TEHDİT SUÇUNA VERİLEN HAPİS CEZASI 1 AYDAN 2 AYA ÇIKARILIYOR

Öte taraftan kanunla birlikte tehdit suçuyla daha etkin mücadele edilmesi ve caydırıcılığın sağlanması için düzenlemelere gidiliyor. Bir kişiyi malvarlığı itibarıyla büyük bir zarara uğratacağından veya sair bir kötülük edeceğinden bahisle tehdit eden faile verilecek hapis cezasının alt sınırı 1 aydan 2 aya çıkarıldı. Yapılan tehdidin silahla, kişinin kendisini tanınmayacak bir noktaya koymasıyla, imzasız mektupla veya özel işaretlerle; suç örgütlerinin oluşturdukları güçten yararlanarak işlemesi halinde ise uygulanacak hapis cezası 7 yıl oldu. Kanunla trafik güvenliğinin sağlanması için verilen cezalar artırılıyor. Buna göre farklı ulaşım araçlarında kişilerin sağlık veya malvarlığı açısından tehlikeli olabilecek şekilde sevk ve idare edenlere verilen hapis cezasının alt sınırı 3 aydan 4 aya, alkol ya da uyuşturucu madde etkisiyle emniyetli bir şekilde araç kullanamayan sürücülere verilen hapis cezalarının alt sınırı 3 aydan 6 aya yükseltildi.

TEKERRÜR HÜKÜMLERİ UYGULUNAN HÜKÜMLÜLER KOŞULLU OLARAK SERBEST KALACAK

Kanun ile ikinci defa tekerrür hükümleri uygulanan hükümlüler koşullu olarak serbest kalacak.
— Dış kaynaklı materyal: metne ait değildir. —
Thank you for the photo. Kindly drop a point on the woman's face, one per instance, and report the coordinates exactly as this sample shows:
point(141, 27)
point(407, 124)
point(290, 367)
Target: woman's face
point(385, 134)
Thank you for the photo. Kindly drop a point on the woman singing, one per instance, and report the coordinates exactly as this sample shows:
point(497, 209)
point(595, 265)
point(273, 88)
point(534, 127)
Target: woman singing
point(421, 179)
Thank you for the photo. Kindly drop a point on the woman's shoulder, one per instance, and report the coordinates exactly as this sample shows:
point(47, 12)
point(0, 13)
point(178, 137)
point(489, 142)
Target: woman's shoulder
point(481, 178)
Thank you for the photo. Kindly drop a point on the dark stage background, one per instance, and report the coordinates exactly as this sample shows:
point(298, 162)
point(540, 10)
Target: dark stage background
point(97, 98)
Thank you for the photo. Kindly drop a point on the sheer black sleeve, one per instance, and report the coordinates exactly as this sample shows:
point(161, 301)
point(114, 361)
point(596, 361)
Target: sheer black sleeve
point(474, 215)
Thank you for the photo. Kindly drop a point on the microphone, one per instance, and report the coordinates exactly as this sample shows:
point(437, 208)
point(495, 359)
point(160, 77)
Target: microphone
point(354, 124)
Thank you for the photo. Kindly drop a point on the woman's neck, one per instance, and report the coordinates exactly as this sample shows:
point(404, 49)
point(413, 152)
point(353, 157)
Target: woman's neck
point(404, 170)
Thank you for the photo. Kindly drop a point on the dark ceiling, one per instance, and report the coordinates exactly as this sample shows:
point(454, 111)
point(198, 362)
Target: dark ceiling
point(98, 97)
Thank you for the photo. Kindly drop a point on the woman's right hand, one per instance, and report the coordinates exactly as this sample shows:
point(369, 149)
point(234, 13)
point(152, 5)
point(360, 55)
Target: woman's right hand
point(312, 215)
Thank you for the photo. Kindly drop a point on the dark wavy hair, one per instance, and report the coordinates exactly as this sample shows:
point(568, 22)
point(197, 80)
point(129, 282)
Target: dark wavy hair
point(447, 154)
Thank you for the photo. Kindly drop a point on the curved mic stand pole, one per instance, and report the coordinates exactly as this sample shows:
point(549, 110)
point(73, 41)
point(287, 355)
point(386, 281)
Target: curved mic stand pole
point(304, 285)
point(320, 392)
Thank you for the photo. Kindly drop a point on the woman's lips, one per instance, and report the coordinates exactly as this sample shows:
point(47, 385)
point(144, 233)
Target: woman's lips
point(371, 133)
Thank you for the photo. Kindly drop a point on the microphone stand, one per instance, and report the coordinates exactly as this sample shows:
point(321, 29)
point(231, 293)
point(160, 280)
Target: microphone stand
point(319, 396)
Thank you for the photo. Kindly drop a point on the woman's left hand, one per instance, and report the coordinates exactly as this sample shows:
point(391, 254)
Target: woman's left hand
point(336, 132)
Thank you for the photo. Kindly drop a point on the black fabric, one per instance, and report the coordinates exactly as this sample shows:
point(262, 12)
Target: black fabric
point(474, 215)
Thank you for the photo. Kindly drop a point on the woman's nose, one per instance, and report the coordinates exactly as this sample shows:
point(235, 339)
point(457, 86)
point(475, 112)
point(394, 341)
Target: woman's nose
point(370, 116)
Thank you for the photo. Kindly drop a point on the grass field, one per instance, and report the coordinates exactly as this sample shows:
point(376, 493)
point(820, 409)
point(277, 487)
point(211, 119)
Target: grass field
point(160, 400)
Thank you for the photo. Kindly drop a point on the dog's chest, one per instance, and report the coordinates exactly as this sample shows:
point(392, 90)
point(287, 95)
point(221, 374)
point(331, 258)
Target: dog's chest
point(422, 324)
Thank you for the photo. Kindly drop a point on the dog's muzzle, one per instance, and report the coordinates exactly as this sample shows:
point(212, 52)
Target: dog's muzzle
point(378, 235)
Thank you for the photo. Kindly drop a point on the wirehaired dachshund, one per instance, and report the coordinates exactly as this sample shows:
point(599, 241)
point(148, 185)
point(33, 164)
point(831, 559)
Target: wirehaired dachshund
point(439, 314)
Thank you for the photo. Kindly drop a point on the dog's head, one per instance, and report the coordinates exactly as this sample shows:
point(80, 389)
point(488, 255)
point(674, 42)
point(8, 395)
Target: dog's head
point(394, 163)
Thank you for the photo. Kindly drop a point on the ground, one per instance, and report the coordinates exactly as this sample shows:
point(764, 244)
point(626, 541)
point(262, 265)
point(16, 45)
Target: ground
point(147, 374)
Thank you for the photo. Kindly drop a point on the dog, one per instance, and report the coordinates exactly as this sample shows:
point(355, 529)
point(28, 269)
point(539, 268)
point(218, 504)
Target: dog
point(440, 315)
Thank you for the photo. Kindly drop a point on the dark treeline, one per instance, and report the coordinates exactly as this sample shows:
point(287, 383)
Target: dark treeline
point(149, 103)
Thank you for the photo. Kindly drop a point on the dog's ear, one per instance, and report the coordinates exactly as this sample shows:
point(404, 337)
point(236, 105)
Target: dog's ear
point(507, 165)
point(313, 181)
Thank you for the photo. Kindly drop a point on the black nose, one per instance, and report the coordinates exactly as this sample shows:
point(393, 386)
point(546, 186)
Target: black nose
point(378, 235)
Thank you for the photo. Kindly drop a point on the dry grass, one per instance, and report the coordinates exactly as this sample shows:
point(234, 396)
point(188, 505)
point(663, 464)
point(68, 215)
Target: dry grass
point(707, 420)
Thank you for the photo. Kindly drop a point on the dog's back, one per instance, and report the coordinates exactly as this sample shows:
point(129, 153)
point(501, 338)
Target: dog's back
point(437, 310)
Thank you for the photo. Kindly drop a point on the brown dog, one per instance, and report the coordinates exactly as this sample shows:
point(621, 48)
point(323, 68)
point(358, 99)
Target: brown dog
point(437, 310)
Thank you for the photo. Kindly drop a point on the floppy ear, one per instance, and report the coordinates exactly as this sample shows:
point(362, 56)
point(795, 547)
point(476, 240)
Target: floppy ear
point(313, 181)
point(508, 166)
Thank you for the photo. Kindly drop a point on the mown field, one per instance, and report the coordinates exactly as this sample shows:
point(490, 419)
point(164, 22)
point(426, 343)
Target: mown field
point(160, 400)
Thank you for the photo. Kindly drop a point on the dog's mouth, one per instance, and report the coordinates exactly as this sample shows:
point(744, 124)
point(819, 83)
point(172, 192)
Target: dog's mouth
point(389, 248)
Bu kapsamda, süreli hapis cezaları bakımından koşullu salıverilme oranı dörtte üç olarak uygulanacak. Yapılan bir başka değişikliğe göre ise; açık ceza infaz kurumlarında bulunan ve koşullu salıverilmesine 1 yıl veya daha az süre kalan iyi halli bir hükümlünün, denetimli serbestlik tedbirinden yararlanabilmesi için koşullu salıverilme tarihine kadar ceza infaz kurumunda geçirmesi gereken sürenin en az onda birini ceza infaz kurumunda geçirecek. Hükümlünün ceza infaz kurumunda geçireceği süre, hiçbir şekilde 5 günden az olmayacak. Koşullu salıverilme için ceza infaz kurumlarında geçirilmesi gereken sürenin onda birini açık veya kapalı ceza infaz kurumunda geçiren iyi halli bir hükümlünün cezasının koşullu salıverilme tarihine kadar olan 1 yıllık kısmı, toplum içinde denetimli serbestlik tedbiri uygulanmak suretiyle infaz edilebilecek. 1 yıllık maktu denetimli serbestlik süresi bakımından herhangi bir değişiklik ise yapılmadı.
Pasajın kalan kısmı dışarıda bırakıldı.